Organ involvement assessment for sarcoidosis (with and without confirmed biopsy).

Organ and assessment

Lung

  • Positive lung biopsy and positive mediastinal or hilar lymph node biopsy
  • Chest x-ray, computed tomography (CT) chest, or positron emission tomography (PET) demonstrating bilateral hilar lymphadenopathy; CT chest with perilymphatic nodules tracking the peribronchovascular bundle; chest X-ray, CT chest, or PET with diffuse infiltrates; and CT chest or chest x-ray (CXR) with fibrosis
  • Pulmonary function test (PFT) with obstruction, restriction, or low diffusing capacity of the lungs for carbon monoxide (DLCO)

Skin

  • Positive skin biopsy
  • Lupus pernio and erythema nodosum

Eye

  • Positive conjunctival or scleral biopsy
  • Optic neuritis, scleritis, uveitis, or retinitis

Cardiac

  • Positive heart or pericardium biopsy
  • Atrioventricular node block (second or third degree)
  • Cardiomyopathy responsive to treatment
  • Cardiac arrhythmia (eg, ventricular tachycardia)
  • Cardiac magnetic resonance imaging (MRI) or PET-CT consistent with sarcoidosis

Liver or spleen

  • Positive liver or spleen biopsy
  • Enlargement or nodules in liver or spleen (CT, PET, or MRI)
  • Abnormal liver enzymes

Neurosarcoidosis

  • Positive brain or dura or peripheral nerve biopsy
  • Clinical syndrome or symptoms consistent with central nervous system sarcoidosis along with a positive MRI

Ear, nose, and throat

  • Positive biopsy from ear, nose, or throat
  • Direct laryngoscopy consistent with granulomatous disease

Multi-organ involvement

  • ≥3 organs involved based on other criteria in this table
Textbox 2. Organ involvement assessment for sarcoidosis (with and without confirmed biopsy).

Statistical Analyses

All statistical analyses were performed with R software (The R Foundation for Statistical Computing) using RStudio (version 1.2.5).

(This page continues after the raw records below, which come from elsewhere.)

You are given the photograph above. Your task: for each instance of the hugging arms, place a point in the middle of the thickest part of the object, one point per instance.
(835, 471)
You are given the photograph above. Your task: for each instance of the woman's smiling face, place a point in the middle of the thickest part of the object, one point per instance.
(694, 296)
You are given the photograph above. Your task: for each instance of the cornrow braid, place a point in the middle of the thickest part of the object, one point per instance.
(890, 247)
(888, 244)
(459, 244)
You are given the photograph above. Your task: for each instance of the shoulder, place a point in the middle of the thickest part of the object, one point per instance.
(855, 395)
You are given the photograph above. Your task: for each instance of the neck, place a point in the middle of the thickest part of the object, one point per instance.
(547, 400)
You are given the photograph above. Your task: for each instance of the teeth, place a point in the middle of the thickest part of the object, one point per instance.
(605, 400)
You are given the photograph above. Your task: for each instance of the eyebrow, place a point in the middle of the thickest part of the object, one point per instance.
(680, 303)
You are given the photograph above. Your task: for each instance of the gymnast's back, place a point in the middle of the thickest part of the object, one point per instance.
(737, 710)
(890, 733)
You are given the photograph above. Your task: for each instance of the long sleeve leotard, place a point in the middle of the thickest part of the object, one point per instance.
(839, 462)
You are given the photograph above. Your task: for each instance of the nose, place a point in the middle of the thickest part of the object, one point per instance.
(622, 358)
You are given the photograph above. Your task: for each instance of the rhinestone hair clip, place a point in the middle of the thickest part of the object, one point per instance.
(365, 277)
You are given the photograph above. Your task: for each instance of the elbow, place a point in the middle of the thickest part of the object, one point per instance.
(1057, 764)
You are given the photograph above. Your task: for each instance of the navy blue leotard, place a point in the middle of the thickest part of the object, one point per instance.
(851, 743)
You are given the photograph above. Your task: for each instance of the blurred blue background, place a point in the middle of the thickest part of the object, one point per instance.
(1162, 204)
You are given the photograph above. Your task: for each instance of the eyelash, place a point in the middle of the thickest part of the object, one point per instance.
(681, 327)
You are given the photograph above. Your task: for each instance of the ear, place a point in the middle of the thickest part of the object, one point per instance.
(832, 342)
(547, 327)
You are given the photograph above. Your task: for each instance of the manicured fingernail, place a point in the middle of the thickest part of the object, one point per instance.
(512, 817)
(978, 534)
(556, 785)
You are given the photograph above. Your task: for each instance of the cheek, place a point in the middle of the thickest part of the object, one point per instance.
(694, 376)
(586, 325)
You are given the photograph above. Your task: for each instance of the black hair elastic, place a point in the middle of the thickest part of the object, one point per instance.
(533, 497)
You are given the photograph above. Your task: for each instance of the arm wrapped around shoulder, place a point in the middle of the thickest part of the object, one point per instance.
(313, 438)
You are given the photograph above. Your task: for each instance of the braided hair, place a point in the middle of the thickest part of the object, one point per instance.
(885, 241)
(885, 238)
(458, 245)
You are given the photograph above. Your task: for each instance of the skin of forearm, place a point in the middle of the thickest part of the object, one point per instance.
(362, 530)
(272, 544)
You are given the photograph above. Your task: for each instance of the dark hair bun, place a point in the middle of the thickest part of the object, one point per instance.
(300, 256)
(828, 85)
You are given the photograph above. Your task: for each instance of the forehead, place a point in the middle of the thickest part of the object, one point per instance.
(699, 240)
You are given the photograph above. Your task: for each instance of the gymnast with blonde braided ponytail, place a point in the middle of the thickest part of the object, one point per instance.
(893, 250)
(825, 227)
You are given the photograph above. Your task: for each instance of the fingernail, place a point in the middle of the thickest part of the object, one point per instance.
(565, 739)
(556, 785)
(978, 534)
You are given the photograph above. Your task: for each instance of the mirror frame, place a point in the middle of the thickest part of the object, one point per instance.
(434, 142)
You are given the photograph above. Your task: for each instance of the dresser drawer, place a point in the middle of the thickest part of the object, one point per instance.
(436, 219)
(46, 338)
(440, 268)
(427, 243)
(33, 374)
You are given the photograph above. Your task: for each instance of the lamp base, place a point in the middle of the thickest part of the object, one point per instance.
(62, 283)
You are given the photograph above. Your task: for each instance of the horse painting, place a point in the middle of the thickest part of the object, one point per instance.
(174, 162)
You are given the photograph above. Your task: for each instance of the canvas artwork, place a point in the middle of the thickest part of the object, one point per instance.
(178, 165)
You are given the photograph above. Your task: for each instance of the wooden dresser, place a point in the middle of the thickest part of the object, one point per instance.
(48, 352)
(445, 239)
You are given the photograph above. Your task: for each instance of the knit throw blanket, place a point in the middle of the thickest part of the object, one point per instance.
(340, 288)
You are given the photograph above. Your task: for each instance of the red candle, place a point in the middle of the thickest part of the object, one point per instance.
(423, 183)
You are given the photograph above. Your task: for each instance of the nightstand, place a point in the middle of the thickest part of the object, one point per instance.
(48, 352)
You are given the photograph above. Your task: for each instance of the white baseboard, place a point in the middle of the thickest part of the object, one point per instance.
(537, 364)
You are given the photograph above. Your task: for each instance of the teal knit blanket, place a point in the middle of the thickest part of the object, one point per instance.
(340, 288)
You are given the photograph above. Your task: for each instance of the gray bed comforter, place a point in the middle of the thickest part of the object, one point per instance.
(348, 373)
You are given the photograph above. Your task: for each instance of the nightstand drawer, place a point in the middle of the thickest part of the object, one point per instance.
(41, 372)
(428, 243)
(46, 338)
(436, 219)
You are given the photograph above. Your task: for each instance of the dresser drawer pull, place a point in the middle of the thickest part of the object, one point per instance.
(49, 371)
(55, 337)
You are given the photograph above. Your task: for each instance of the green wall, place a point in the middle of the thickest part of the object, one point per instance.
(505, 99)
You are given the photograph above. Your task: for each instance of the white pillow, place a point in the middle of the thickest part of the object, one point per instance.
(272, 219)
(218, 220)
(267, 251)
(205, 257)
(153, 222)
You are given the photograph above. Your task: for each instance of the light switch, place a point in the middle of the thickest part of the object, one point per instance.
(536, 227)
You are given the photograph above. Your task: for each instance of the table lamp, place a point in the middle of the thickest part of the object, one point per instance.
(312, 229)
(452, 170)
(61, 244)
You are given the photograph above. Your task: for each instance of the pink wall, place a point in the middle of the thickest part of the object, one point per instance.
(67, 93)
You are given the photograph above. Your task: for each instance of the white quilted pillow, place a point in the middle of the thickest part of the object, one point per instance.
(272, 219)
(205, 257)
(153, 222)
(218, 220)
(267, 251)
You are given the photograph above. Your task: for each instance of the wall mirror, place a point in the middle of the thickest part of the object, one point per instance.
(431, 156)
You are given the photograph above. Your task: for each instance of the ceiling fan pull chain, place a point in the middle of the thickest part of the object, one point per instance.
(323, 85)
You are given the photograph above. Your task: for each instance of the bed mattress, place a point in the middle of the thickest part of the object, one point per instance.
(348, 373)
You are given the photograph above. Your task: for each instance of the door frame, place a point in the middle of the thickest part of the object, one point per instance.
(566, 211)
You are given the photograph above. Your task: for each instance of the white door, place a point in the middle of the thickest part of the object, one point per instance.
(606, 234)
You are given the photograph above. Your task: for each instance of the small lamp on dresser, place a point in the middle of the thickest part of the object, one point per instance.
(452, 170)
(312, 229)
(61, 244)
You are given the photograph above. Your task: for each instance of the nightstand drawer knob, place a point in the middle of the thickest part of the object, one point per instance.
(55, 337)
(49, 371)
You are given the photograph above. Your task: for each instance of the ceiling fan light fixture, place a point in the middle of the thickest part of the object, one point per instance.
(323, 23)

Descriptive statistics were computed to summarize the data. Categorical variables were presented as the frequency in percentages, and continuous data were presented as means and SDs. We estimated the PPV of the two aforementioned computational diagnostic criteria for sarcoidosis (ICD codes alone and ICD codes along with index of suspicion). We did not report the positive likelihood ratio, given that the specificity for using ICD codes alone could not be calculated because our study design did not include a review of noncases. The PPV for the criterion of using only the ICD code was calculated as the number of patients with an ICD code for sarcoidosis divided by the total number of patients verified to have sarcoidosis by chart review (gold standard). The PPV for the criterion of using the ICD codes and index of suspicion was calculated as the total number of patients with a high index of suspicion divided by the number of patients verified to have sarcoidosis by chart review (gold standard). The sensitivity of histopathology reports alone compared with chart review was calculated as the total number of patients with a high index of suspicion and confirmed biopsy divided by the number of patients verified to have sarcoidosis by chart review (gold standard). We computed 95% CIs using the exact binomial method. For our estimates, significance was defined as P<.05.


Patients’ Characteristics

A total of 14,833 patients with at least one ICD-9 or ICD-10 diagnostic code of sarcoidosis were identified. The study cohort included patients identified by the ICD codes of sarcoidosis (n=200). Of the 200 patients, 158 (79%) had a high index of suspicion for sarcoidosis based on clinical or radiographic findings. Of these 158 patients, 108 (68.4%) were identified with the ICD-9 code of 135 and 50 (31.6%) with the ICD-10 code of D86, and 142 (89.9%) had confirmed sarcoidosis based on histopathological evidence of nonnecrotizing granuloma and were classified as having sarcoidosis with confirmed biopsy; the remaining 16 (10.1%) patients with a high index of suspicion did not undergo a biopsy and were classified as having sarcoidosis without confirmed biopsy (probable sarcoidosis; Figure 1). No patient had nondiagnostic biopsy results for sarcoidosis.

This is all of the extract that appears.